Gli investimenti nella transizione ecologica nell’Unione europea sono frenati dalla mancanza di lavoratori qualificati.
Se la cosa è evidente guardando anche solo al fotovoltaico italiano, che fatica a trovare installatori, progettisti e altre figure professionali, la conferma arriva ora da un sondaggio della Bei, la Banca europea degli investimenti, e pubblicato nel recente report Investment Report 2022/2023 (documento in basso).
Seconda la rilevazione Bei, condotta nel 2022 su oltre 12.500 imprese e 685 autorità locali, più dell’85% delle aziende e il 60% delle autorità locali intervistate hanno una carenza di competenze, in particolare nei settori dell’ingegneria e del digitale, che sta impedendo la realizzazione di progetti che dovrebbero frenare il cambiamento climatico.
Altro grande handicap del vecchio continente rispetto a competitor internazionali è che le imprese europee investono molto meno in ricerca e sviluppo: circa tre quinti di quanto stanziano le aziende di nazioni come Usa e Giappone.
“Gli investimenti per contrastare il cambiamento climatico stanno aumentando, ma sono ancora molto al di sotto di quanto necessario per raggiungere l’obiettivo europeo di zero emissioni nette entro il 2050”, si legge nel rapporto della Bei, che fa da sfondo efficace al piano che l’Ue sta preparando per recuperare il terreno sulle tecnologie verdi nella competizione internazionale.
Nell’Unione europea, secondo la Banca, sono necessari investimenti per 1.000 miliardi di euro all’anno per ridurre le emissioni di gas serra del 55% entro il 2030. Si tratta, cioè, di 356 miliardi in più all’anno rispetto al periodo 2010-2020.
“La leadership nella tecnologia verde sarà fondamentale per la competitività futura, ma la preminenza dell’Ue in questo settore è minacciata”, prosegue il report, che sottolinea che “livelli relativamente bassi di investimenti in innovazione, macchinari e attrezzature rischiano di compromettere la capacità dell’Europa di competere a lungo termine.”
Se escludiamo quelli nell’edilizia abitativa, i dati Bei mostrano che, dopo la crisi finanziaria globale, si è aperto tra Europa e Stati Uniti un ampio divario negli investimenti produttivi compreso tra 1,5 e 2 punti percentuali del Pil, gap che tuttora persiste.
Questo è determinato dai maggiori investimenti statunitensi in macchinari, attrezzature e innovazione, in particolare nelle apparecchiature per le tecnologie dell’informazione e della comunicazione (nel settore dei servizi) e nella proprietà intellettuale (nei settori pubblico e della difesa).

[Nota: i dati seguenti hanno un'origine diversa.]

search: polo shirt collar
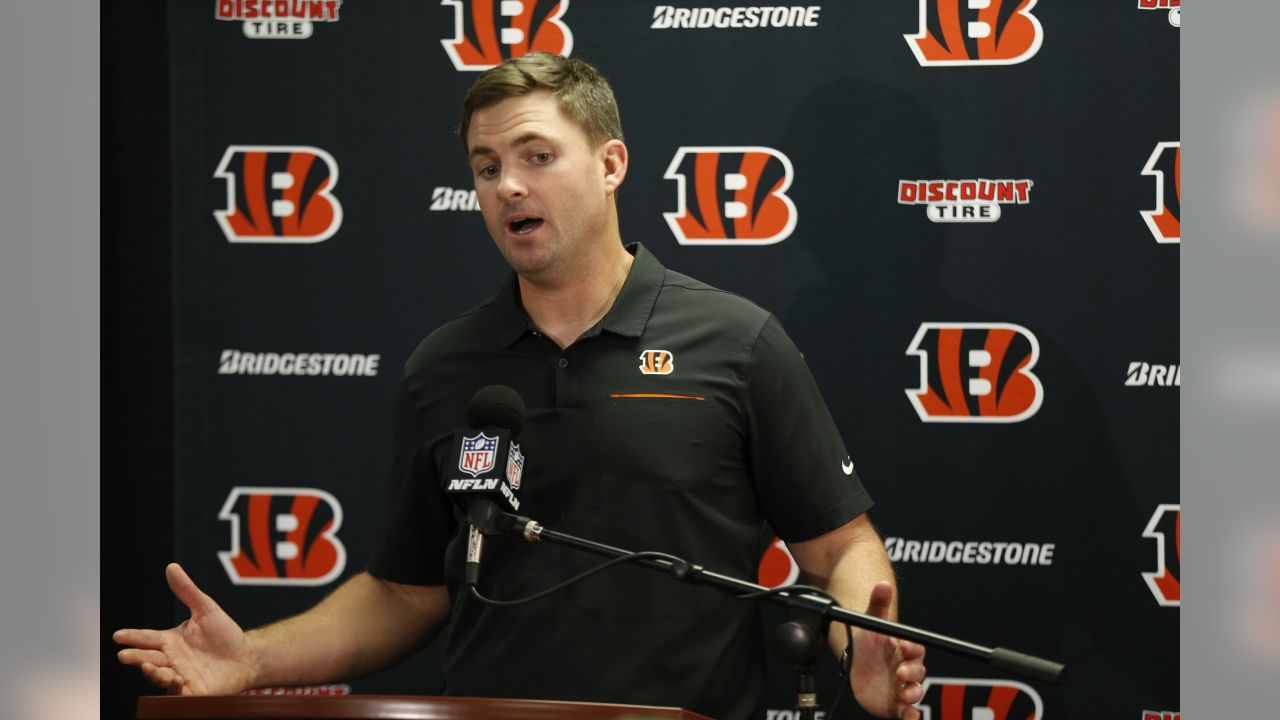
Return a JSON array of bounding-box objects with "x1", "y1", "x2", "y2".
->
[{"x1": 493, "y1": 242, "x2": 667, "y2": 348}]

Anche la spesa aziendale in ricerca e sviluppo, come anticipato, è bassa nell’Unione europea rispetto ai concorrenti internazionali: 1,5% del Pil nell’Ue nel 2020 contro il 2,6% negli Stati Uniti e in Giappone.
In questo contesto, avverte la Bei, l’Inflation Reduction Act Usa, che dovrebbe fornire quasi 369 miliardi di dollari per progetti energetici e sul cambiamento climatico, “rafforzerà la sfida competitiva delle aziende statunitensi e ha il potenziale per incoraggiare le aziende internazionali a spostare le industrie verdi innovative negli Stati Uniti”.